Близко или далеко – генерал-плижер знает все, видит все: глаз у него орлиный, полет его соколиный.
Было счастливое время: русские сидели в крепостях за толстыми стенами, а в широком поле гуляли черкесы, что было в поле, принадлежало им, тяжко было русским, весело черкесам.
Откуда ни возьмись – генерал-плижер, и высыпали русские из крепостей, уши лошади вместо присошек, седельная лука вместо стены, захватили они поле, да и в горах не стало черкесам житья.
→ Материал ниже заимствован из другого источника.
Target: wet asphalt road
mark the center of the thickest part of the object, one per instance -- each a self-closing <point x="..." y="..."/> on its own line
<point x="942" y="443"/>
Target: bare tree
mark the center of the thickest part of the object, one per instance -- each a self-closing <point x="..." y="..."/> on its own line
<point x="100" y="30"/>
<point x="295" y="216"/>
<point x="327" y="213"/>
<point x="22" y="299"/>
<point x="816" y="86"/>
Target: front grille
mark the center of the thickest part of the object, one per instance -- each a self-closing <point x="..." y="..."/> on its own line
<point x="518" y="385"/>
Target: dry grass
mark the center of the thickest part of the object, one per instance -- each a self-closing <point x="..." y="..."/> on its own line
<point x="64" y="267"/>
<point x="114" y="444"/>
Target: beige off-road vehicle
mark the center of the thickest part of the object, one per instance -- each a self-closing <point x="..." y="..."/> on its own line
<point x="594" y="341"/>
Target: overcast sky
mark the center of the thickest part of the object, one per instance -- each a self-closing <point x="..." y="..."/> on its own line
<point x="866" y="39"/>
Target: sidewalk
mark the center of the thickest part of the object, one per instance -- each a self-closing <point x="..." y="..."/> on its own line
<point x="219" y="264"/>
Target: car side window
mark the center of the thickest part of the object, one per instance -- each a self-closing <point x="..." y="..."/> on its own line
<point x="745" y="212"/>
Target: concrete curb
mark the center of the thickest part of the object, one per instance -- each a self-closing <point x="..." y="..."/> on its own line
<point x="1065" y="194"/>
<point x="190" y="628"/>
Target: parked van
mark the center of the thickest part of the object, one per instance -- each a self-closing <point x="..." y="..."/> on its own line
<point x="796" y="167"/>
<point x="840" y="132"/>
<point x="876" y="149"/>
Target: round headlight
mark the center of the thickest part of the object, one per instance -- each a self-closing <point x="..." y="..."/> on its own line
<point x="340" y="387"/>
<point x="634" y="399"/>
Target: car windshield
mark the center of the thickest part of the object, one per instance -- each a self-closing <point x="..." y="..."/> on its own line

Дети, не играйте шашкою, не обнажайте блестящей полосы, не накликайте беды на головы ваших отцов и матерей: генерал-плижер близок.
Он все видит, все знает. Увидит шашку наголо, и будет беда. Как ворон на кровь, так он летит на блеск железа. Генерал-плижер налетит как сокол, заклюет как орел, как ворон напьется нашей крови»[91 - Воспоминания кавказского офицера // Русский вест. 1864. № 11.].
Старинные песни про нардов (гигантов, богатырей) и про прежних рыцарей пользуются глубоким уважением, но они очень редки, большая их часть забыта народом.
Из исторических песен, распространенных в последнее время, одна воспевает сражение при урочище Кыз-Бурун, а другая – взятие Дербента черкесами и татарами. Первая пелась за Кубанью, вторая у шапсугов.
«Кыз-Бурун» составлена размером, напоминающим гекзаметр, и поется под аккомпанемент пшиннера. Вот ее содержание. Князья Большой Кабарды, потомки Капарта, старшего сына Иналова, хотят посадить для княжения над бесленеевцами одного из своих князей, но у бесленеевцев остался наследником малолетний князь, потомок Беслана, младшего сына Иналова, и потому бесленеевцы сопротивляются. Князья Большой Кабарды вооружаются, бесленеевцы, как более слабые, призывают на помощь все закубанские черкесские племена и крымского хана. Здесь поэт дает описание всех народов и князей, участвовавших в союзе, перечисляет дворянские роды.